We then progressed to teaching Luke to apply and release pressure on a big plate switch to control a toy by himself. Wow! Luke could work a switch. It turns out that there are a bunch of switches in the world that I didn't know about. Luke could actually work with one of them to control a toy. Finally, Luke had a way to play.
Next, Carol moved Luke to the computer. It had programs that Luke could activate with his switch. CITE also loaned us switches and special adapted toys so that Luke could play at home. We were on our way on a journey that has let us get to know Luke and give him the tools he needs to access his education and to interact with people.

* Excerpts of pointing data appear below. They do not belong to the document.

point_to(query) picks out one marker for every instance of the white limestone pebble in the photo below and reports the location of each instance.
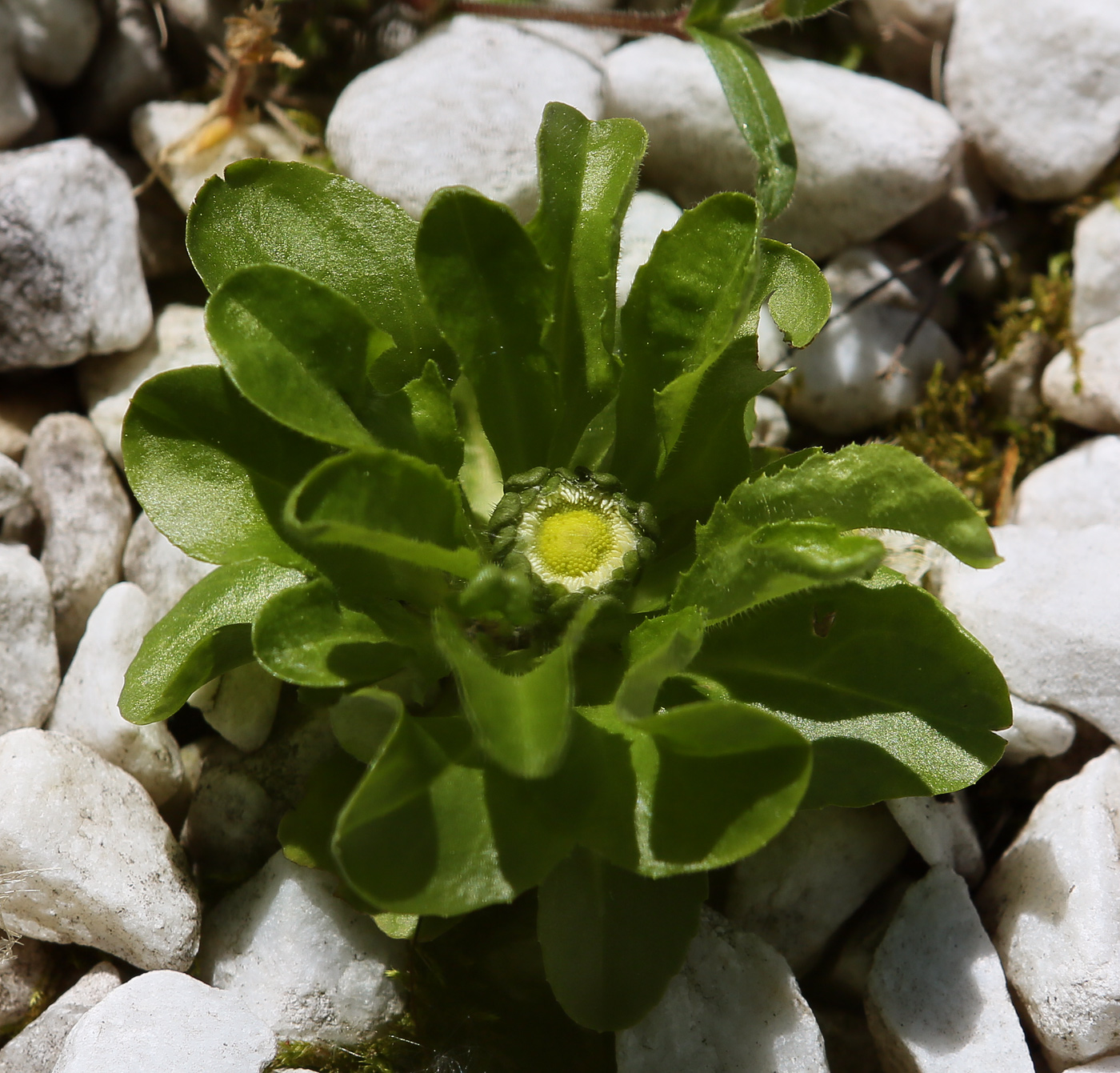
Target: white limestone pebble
(800, 887)
(941, 831)
(167, 1020)
(853, 375)
(1075, 490)
(86, 707)
(1095, 268)
(459, 108)
(28, 653)
(734, 1006)
(870, 153)
(86, 515)
(1036, 731)
(241, 705)
(37, 1047)
(1052, 905)
(1036, 86)
(650, 214)
(302, 960)
(72, 283)
(94, 862)
(109, 382)
(162, 132)
(1047, 615)
(1086, 390)
(55, 38)
(937, 998)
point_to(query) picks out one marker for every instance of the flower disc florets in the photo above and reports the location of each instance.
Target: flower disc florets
(576, 532)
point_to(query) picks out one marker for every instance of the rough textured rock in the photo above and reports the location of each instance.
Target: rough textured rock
(870, 153)
(734, 1006)
(1075, 490)
(109, 382)
(37, 1047)
(86, 513)
(461, 106)
(159, 568)
(1095, 268)
(72, 282)
(241, 705)
(86, 706)
(851, 377)
(28, 653)
(1055, 593)
(803, 885)
(1036, 86)
(649, 215)
(98, 866)
(167, 1020)
(1088, 391)
(1052, 905)
(942, 834)
(1036, 731)
(937, 999)
(162, 131)
(302, 960)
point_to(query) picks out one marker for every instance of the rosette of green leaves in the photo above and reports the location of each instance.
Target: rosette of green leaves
(377, 378)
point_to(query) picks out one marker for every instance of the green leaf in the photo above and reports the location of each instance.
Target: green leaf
(522, 722)
(612, 940)
(758, 114)
(898, 699)
(874, 486)
(741, 565)
(800, 300)
(588, 171)
(658, 647)
(431, 830)
(205, 634)
(304, 635)
(490, 290)
(210, 470)
(382, 524)
(686, 305)
(328, 227)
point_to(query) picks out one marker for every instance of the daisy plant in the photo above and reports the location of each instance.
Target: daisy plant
(573, 631)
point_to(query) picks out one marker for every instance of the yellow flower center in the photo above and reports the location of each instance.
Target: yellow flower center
(574, 543)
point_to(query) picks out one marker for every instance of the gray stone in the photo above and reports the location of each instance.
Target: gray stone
(37, 1047)
(1055, 595)
(870, 153)
(941, 831)
(55, 38)
(1052, 905)
(28, 653)
(86, 515)
(1036, 731)
(302, 960)
(167, 1020)
(86, 707)
(461, 106)
(1075, 490)
(94, 863)
(735, 1006)
(800, 887)
(1036, 86)
(72, 283)
(937, 999)
(109, 382)
(649, 215)
(164, 571)
(1086, 390)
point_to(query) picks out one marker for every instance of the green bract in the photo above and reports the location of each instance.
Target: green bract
(630, 666)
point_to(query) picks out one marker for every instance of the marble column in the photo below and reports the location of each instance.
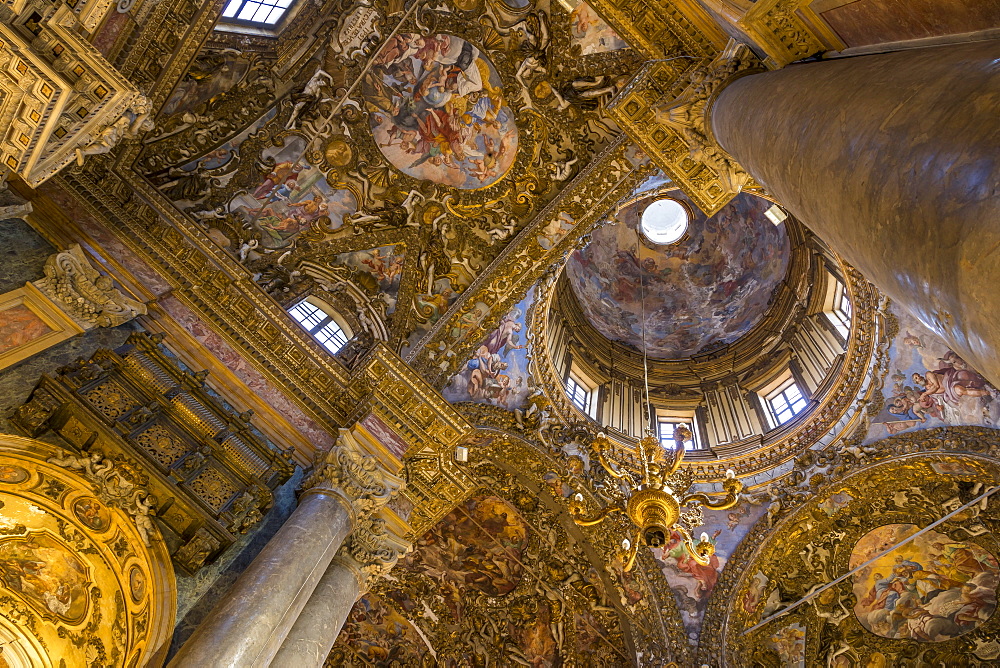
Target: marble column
(894, 161)
(247, 627)
(370, 552)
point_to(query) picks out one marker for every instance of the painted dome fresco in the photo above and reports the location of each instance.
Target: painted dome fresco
(708, 289)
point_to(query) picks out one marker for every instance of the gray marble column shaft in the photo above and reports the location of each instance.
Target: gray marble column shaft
(312, 636)
(247, 627)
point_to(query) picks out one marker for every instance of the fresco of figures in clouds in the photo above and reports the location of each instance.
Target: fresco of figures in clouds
(498, 373)
(928, 385)
(691, 582)
(590, 31)
(931, 589)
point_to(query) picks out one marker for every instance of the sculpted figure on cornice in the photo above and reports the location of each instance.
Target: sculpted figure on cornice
(839, 509)
(441, 174)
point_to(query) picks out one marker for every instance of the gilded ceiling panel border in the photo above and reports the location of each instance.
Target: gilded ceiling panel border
(224, 295)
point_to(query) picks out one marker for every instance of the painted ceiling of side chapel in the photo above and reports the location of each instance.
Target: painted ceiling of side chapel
(386, 169)
(385, 176)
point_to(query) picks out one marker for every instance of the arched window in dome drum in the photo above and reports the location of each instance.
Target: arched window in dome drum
(785, 402)
(838, 310)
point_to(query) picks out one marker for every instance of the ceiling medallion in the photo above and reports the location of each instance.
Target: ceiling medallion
(665, 221)
(441, 114)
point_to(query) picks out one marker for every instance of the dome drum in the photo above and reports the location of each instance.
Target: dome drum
(729, 393)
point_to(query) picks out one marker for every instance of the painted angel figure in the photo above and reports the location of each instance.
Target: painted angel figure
(310, 95)
(136, 119)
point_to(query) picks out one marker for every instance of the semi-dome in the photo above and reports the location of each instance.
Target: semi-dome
(703, 291)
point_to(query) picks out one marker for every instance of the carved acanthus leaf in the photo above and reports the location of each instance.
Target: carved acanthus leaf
(374, 550)
(355, 475)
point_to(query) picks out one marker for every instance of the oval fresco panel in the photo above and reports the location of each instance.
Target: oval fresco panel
(90, 511)
(931, 589)
(46, 574)
(438, 111)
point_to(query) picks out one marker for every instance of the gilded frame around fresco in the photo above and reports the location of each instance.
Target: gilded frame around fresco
(61, 325)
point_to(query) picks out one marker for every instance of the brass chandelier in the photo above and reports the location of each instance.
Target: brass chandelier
(654, 490)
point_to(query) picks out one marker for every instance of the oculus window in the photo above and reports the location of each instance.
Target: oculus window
(784, 403)
(320, 324)
(664, 221)
(255, 12)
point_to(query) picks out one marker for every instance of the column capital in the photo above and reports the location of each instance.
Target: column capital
(359, 479)
(372, 550)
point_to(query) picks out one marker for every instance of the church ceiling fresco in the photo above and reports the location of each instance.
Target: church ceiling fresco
(499, 372)
(929, 385)
(931, 599)
(590, 31)
(707, 290)
(81, 585)
(502, 580)
(461, 127)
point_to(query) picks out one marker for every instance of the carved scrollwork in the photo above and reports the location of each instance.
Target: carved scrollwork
(87, 295)
(373, 550)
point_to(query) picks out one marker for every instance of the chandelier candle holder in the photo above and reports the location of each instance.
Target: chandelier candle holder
(656, 498)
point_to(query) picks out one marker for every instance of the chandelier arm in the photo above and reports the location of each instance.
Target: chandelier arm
(706, 501)
(596, 518)
(633, 553)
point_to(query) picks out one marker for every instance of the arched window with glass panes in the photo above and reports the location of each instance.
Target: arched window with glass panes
(320, 320)
(263, 13)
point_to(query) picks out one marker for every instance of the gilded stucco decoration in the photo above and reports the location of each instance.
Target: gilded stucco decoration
(929, 599)
(506, 578)
(88, 296)
(60, 98)
(407, 184)
(83, 583)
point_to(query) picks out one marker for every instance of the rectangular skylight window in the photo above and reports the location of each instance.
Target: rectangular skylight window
(258, 12)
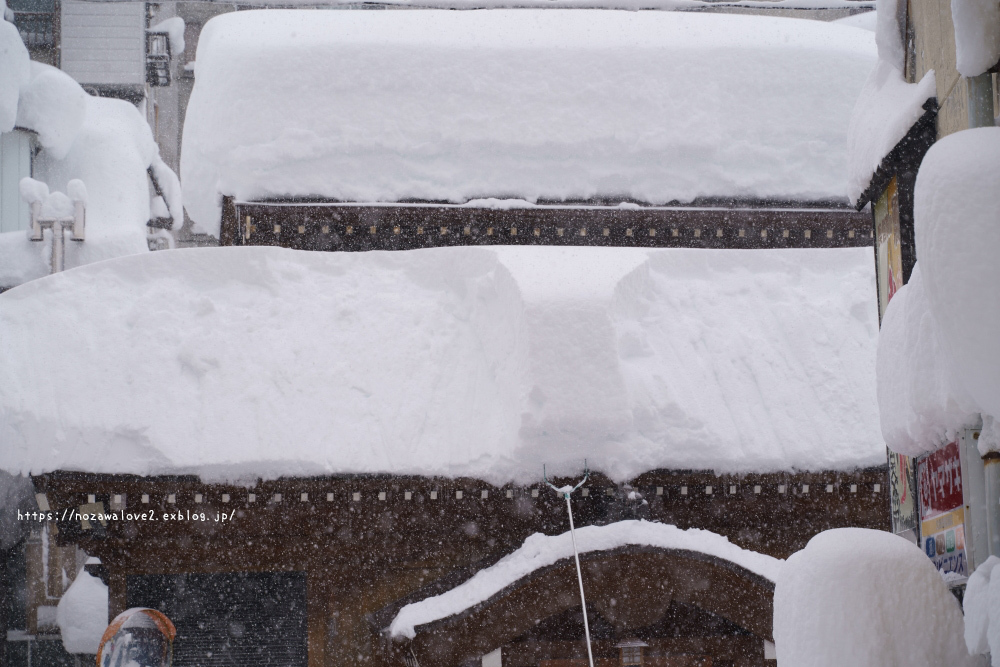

Luke, now in addition to just moving his hand for yes or no answers, can communicate using a laptop computer with Talking Screen software. There is a sticker on the back of the laptop computer that says 'Can We Talk?' His computer has been programmed with about fifteen pages which includes a needs page, a play page, activities page, places page, and a Bible study page. With the Bible study page, Luke has participated in a regular Sunday School class for children ages 7-12.
The Talking Screen is like working with multiple choices. Luke hits his switch to start a scan of choices. He hears the choices through a pillow speaker that is mounted by his head. When he hears what he wants to say, he hits his switch again to cause his multi-voice speech synthesizer to talk for him in a child's voice. We have all come to recognize this as Luke's voice. We work with Luke to get appropriate choices and things he wants to communicate programmed into the computer for him.
Looking back, we have come a long way. We are grateful that we found out about assisted technology. This allows us to better know Luke and to teach him and find out what he understands. The Talking Screen allows him to tell us at least some of what he has to say! We never knew these possibilities were available until we went to CITE. Technology, of course, cannot heal the children, nor solve all the issues of life. It can make life significantly better.
It opened up a whole world for Luke and I now shudder to think what it would have been like for us without CITE.
Carol and other CITE teachers have a gift for working with children who desperately need special help. They have a special gift for looking past the handicaps and seeing the potential locked inside. They hold some of the keys, and share them freely. I'd like to give a special thank you to all the staff and volunteers who make this program possible. We love and appreciate you all!